Событие первое
Пётр Дмитриевич Пожарский лежал на топчане и получал удовольствие от массажа. Делала его Айсу – одна из выкупленных у казаков турчанок. Когда девушки освоили более-менее русский язык, то смогли и имена свои перевести. Айсу – лунный свет. Берку – душистая. Марты – чайка. Весной, попав в терем к Пожарскому, девушки из всех умений обладали только одним – наряжаться. Ну, нет. Свои восточные танцы эти гейши танцевали от души и делали это не плохо. А ещё Марты умела делать помаду. Агафья, ключница Петра Дмитриевича и единственная служанка, пока её князь Пожарский с собой в Москву не забрал, научила девушек стряпать и варить пельмени, делать котлеты и варить борщ. Вот с таким багажом Пётр их и принял второго октября, когда вернулся из своего вояжа на Урал камень. Хорошо хоть уезжая, Агафья наказала Коровину, вершиловскому старосте, приставить к девчонкам бабку, чтобы она их готовить учила, и говорить по-русски. Бабка Матрена, попав в терем, порядок завела строгий, уборки еженедельные, помывка в бане и шитьё русской одежды (девкам на приданое). Разговаривали турчанки уже сносно. Из первого же разговора Пётр узнал, что он им теперь муж и хозяин. Вот не было печали.
Княжич научил их делать массаж. Лучше всего он получался у Айсу, руки у неё были покрепче. Сейчас Пётр Дмитриевич, после парилки и бассейна, лежал в массажном салоне банного комплекса и вспоминал последние три с небольшим месяца. Завтра Рождество. Уже 1620 год начался.
Все три месяца был аврал. Начался он с того, что с иностранцами просчитались. Уезжая, княжич поручил Вацлаву Крчмару построить четыре терема для ожидаемых знаменитостей. Пётр ждал четверых: Питера Рубенса, Иоганна Кеплера, Галилео Галилея и Симона Майра. На самом деле прибыло гораздо больше. Не приехал пока Галилей, ничего подождём. Зато были те, кого и не звали, но поговорив с господами, Пожарский обрадовался. Экие зубры привалили, как их в письме царь батюшка обозвал. Прибыл Симон Стивен, Пётр сразу озадачил товарища постройкой ветряных мельниц и проектированием водяных. Меха на десятках печей в ножную сжимать, так себе удовольствие. Ещё приехал известный доктор, ученик самого Амбруаза Паре. Доктором с точки зрения современной медицины он был никаким. Но ежедневные вечерние беседы с Петром и дневные занятия с вершиловскими травницами через означенные три месяца сделали из врача – вредителя, с его кровопусканиями, лучшего в современном мире доктора. Вернее не так. Вот лето пройдёт, освоит ван Бодль практическую фитотерапию, научится правильно заготавливать лекарственные растения, да ещё продолжит выпытывать у Петра полузабытые случайные знания по современной медицине, и тогда осенью он точно будет настолько выше своих сокурсников по университету в Падуе, который здесь считается лучшим, что они просто перестанут друг друга понимать.

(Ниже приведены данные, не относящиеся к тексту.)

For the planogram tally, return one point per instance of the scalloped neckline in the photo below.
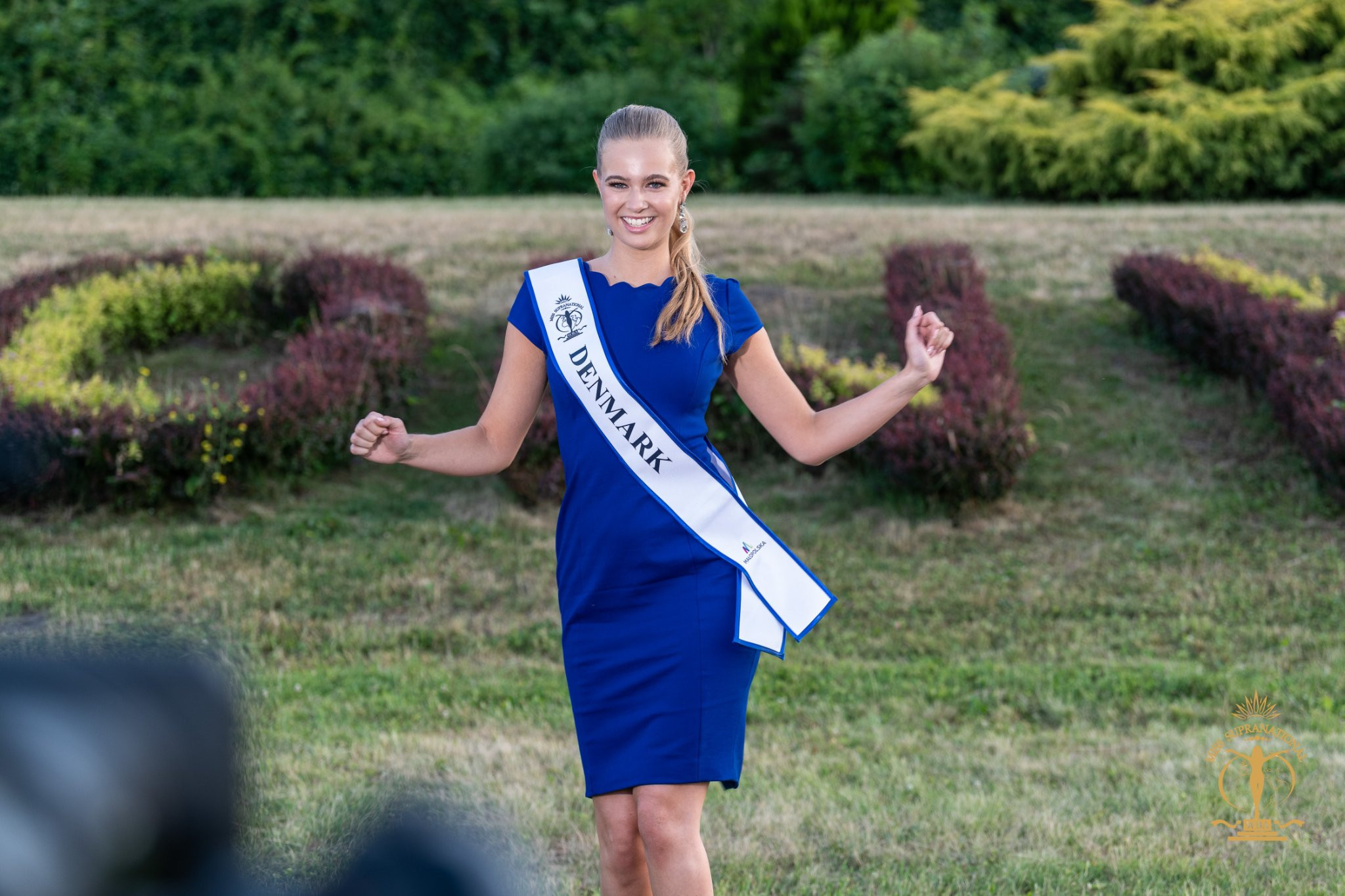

Второй доктор, или ученик доктора, рижский немец Генрих Тамм, как ниточка за иголочкой ходил за ван Бодлем и учился тому же. Но голландец был ведь ещё и хирург, и стоматолог и акушер. Ничего, пусть учится, два доктора это гораздо больше, чем один.
С Рубенсом приехали два ученика. Ну, это, наверное, их так сам Рубенс по привычке называет. Генерал Афанасьев знал этих художников по картинам в Эрмитаже. Якоб Йорданс и Франс Снейдерс уступали Рубенсу в известности, но не в мастерстве.